Bußgeld im Sozialrecht: Voraussetzung einer Ordnungswidrigkeit nach § 63 Abs. 1 Nr. 4 SGB II ist, dass der Betroffene – sie es vorsätzlich oder fahrlässig – entgegen § 60 Abs. 2 S. 1 SGB II eine vorzunehmende Auskunft nicht erteilt. Das bedeutet nicht, dass die Verhängung eines Bußgelds jeweils voraussetzt, dass die materiellen Voraussetzungen des Auskunftsanspruchs vom Amtsgericht im Einzelnen geprüft werden müssen. Vielmehr reicht es, festzustellen, dass der Verwaltungsakt, mit dem das Auskunftsbegehren geltend gemacht wird, bestandskräftig ist oder Rechtsbehelfe gegen ihn keine aufschiebende Wirkung haben:
Voraussetzung der Ordnungswidrigkeit ist, dass der Betroffene (vorsätzlich oder fahrlässig) entgegen § 60 Abs. 2 S. 1 SGB II eine Auskunft nicht erteilt. § 60 Abs. 2 S. 1 SGB II bestimmt, dass auf Verlangen der Agentur für Arbeit (bzw. des Jobcenters, vgl. §§ 44b Abs. 1 S. 2 und 3; 6 SGB II; OLG Hamm, Beschl. v. 12.04.2012 – III – 3 RBs 426/11 – juris) unter den in der Vorschrift genannten Voraussetzungen Auskunft zu erteilen ist.
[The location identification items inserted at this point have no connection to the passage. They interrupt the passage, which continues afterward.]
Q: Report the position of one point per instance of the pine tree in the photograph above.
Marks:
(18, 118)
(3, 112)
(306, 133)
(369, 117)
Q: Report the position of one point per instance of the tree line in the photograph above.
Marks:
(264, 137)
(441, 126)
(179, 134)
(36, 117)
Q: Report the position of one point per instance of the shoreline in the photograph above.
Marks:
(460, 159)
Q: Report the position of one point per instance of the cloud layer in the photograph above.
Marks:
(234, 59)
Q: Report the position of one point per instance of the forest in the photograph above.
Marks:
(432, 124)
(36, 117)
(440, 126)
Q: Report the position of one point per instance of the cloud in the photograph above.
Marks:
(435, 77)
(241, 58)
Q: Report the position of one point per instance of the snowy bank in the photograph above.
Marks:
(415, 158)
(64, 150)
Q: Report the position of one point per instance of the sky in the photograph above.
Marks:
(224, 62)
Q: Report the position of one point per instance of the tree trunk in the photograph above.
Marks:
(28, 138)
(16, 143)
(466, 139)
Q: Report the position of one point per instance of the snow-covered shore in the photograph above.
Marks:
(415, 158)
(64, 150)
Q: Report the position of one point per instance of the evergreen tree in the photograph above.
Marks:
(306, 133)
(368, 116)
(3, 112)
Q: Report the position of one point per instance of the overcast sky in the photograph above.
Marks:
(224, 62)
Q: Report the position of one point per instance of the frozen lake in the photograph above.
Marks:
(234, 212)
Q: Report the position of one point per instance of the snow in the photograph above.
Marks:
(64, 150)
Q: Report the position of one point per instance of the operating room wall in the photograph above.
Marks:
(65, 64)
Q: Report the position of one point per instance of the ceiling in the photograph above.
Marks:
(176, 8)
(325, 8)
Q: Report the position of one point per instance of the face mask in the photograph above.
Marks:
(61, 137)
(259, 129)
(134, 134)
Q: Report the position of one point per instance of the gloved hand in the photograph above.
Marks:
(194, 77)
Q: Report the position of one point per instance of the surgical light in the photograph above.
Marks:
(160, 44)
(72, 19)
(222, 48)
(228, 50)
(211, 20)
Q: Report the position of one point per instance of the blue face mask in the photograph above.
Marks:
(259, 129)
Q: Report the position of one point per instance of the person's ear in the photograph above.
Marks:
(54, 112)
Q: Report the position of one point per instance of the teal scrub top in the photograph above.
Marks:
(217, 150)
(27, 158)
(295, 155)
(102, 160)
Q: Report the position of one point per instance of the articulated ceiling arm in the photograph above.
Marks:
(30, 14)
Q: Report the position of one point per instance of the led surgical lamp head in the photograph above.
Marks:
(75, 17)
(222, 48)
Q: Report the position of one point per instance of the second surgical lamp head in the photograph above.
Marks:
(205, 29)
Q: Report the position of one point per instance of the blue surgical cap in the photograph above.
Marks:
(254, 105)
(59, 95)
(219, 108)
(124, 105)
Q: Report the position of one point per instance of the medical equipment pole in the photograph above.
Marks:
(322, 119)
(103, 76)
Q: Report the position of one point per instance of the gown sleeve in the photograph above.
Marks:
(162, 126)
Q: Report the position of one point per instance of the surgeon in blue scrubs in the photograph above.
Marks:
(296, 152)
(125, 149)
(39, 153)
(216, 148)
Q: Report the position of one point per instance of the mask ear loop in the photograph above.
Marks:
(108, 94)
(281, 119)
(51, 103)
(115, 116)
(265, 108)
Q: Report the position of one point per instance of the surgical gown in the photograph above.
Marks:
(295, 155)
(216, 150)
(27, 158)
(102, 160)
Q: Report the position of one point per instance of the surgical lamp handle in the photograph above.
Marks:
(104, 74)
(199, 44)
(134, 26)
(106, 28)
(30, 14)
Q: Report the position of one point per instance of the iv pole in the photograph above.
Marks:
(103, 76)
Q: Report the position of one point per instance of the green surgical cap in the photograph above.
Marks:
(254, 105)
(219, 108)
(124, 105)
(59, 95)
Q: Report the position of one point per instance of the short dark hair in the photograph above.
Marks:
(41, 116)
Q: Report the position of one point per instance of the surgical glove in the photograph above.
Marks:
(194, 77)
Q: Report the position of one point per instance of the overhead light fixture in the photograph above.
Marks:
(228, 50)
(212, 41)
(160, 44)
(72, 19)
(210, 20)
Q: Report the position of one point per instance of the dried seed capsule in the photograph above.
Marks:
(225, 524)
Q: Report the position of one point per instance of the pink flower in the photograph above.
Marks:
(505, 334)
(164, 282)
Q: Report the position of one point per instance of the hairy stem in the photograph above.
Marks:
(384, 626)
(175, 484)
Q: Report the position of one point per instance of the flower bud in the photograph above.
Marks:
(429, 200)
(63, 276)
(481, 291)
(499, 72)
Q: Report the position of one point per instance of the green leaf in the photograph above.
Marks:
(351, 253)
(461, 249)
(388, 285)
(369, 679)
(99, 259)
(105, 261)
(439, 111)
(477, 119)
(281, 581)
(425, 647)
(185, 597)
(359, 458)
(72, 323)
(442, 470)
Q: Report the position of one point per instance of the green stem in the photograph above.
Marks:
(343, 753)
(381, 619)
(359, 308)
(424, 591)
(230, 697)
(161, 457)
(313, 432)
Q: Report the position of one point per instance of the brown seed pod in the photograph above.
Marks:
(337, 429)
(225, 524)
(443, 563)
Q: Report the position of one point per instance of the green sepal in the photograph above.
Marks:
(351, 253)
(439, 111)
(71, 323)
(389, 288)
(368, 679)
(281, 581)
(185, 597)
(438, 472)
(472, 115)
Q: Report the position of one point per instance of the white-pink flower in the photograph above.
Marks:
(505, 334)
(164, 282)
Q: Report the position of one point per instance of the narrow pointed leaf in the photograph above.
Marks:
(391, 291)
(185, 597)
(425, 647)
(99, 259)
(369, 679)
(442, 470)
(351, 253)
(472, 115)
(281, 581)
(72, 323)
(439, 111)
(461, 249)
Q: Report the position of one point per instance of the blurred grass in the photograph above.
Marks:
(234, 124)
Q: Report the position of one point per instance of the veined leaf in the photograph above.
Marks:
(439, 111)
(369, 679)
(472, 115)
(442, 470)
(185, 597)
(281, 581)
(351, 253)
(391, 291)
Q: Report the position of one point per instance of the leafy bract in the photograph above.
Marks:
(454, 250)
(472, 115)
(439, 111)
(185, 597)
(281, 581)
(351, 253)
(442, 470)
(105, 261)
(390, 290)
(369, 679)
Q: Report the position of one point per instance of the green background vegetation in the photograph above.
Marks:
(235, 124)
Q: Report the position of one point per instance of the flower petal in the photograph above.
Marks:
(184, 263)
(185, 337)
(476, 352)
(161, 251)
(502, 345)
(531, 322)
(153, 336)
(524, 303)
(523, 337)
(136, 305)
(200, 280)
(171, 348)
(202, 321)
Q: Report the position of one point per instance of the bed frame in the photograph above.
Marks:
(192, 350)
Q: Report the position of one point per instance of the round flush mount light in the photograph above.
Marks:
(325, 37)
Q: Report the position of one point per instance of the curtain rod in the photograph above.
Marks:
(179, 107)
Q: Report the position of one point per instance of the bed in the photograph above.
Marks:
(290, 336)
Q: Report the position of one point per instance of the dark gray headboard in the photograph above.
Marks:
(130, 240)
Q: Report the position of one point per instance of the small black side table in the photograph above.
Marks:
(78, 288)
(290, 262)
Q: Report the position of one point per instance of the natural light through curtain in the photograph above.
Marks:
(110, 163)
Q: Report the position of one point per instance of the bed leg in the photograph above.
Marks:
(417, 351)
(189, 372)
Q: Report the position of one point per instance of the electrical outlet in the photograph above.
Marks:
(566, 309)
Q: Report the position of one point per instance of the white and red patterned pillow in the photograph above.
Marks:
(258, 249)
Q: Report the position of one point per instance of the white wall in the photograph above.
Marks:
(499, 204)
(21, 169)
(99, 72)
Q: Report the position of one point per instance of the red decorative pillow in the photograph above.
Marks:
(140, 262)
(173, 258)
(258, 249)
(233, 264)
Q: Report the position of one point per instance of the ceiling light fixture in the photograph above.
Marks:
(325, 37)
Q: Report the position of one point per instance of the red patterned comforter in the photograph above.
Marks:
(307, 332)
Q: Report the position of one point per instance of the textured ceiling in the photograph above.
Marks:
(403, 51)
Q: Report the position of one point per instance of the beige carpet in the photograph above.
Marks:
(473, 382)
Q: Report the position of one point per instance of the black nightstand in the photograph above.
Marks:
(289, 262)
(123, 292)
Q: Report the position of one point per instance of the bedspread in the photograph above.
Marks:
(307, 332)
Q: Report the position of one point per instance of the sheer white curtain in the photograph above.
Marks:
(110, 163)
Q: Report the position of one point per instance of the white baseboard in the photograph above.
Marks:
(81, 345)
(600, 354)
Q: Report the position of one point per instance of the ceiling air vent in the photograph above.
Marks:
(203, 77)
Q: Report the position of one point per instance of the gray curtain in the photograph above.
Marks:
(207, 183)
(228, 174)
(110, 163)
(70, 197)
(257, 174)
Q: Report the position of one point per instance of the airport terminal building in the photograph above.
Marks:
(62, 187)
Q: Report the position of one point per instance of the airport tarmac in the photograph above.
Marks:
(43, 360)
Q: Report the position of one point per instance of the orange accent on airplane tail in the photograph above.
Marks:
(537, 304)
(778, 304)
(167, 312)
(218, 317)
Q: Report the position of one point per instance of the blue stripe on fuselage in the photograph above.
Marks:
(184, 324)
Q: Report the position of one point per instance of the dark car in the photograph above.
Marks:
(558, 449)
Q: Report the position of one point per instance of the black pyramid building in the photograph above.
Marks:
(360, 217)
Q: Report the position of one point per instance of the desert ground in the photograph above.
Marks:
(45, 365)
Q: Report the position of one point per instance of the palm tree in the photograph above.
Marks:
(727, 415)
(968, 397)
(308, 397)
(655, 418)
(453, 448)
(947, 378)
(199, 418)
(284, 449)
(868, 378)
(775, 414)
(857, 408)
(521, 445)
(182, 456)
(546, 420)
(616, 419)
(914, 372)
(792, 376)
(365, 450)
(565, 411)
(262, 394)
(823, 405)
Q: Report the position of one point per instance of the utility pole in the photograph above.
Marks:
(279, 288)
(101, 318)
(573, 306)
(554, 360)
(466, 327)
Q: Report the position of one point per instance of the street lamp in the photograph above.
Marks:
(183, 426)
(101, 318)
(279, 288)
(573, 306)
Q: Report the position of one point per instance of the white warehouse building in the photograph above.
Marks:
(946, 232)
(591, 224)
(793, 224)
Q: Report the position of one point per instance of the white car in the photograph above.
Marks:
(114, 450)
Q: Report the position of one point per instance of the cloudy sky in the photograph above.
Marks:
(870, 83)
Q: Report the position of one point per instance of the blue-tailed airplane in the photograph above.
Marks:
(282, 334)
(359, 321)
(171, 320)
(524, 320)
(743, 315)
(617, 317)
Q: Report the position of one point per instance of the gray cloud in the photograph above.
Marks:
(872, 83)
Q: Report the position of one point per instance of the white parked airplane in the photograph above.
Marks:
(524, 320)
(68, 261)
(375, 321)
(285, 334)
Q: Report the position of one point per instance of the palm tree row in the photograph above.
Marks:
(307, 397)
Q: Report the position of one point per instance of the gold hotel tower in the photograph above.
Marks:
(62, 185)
Dies bedeutet allerdings nicht, dass die Verhängung eines Bußgelds nach § 63 Abs. 1 Nr. 4 SGB II jeweils voraussetzt, dass die materiellen Voraussetzungen des Auskunftsanspruchs vom Amtsgericht im Einzelnen geprüft werden müssen. Vielmehr reicht (dies ist allerdings auch erforderlich), dass der Verwaltungsakt, mit dem das Auskunftsbegehren geltend gemacht wird, bestandskräftig ist oder Rechtsbehelfe gegen ihn keine aufschiebende Wirkung haben (OLG Hamm, Beschl. v. 12.04.2012 – III – 3 RBs 426/11 – juris; Wieser in: Adolph, SGB II, Stand: November 2019, § 63 Rdn. 12 – zitiert nach juris). Das ergibt sich aus der Verwaltungsakzessorietät der Bußgeldvorschrift, wonach sich die Zuwiderhandlung gegen die Auskunftspflicht als Ungehorsam gegen eine vollziehbare Verwaltungsentscheidung darstellen muss (OLG Hamm a.a.O.; Wieser a.a.O.; vgl. auch BGHSt 23, 86 ff.; OLG Hamm, Beschl. v. 13.12.2016 – 3 RVs 90/16 – juris). Die Verwaltungsakzessorietät der Bußgeldentscheidung zeigt sich im vorliegenden Fall an der Formulierung des § 60 Abs. 2 S. 1 SGB, wonach es eines Auskunftsersuchens der Bundesagentur für Arbeit bedarf. Die Auskunftspflicht entsteht nicht kraft Gesetzes, sondern nur auf Verlangen des zuständigen Leistungsträgers (Stachnow-Meyerhoff/G. Becker in: Schlegel/Voelzke, jurisPK-SGB II, 4. Aufl., § 60 (Stand: 26.06.2017), § 60 Rdn. 31). Dementsprechend bedarf es in solchen Fällen für die Feststellung der Tatbestandsmäßigkeit der Ordnungswidrigkeit nach § 63 Abs. 1 Nr. 4 SGB II regelmäßig lediglich der Feststellung, dass ein nicht mehr anfechtbarer (oder vorläufig vollziehbarer) Verwaltungsakt auf Auskunft erlassen worden ist, der nicht nichtig (vgl. § 44 VwVfG) ist (OLG Hamm a.a.O.; Wieser a.a.O.).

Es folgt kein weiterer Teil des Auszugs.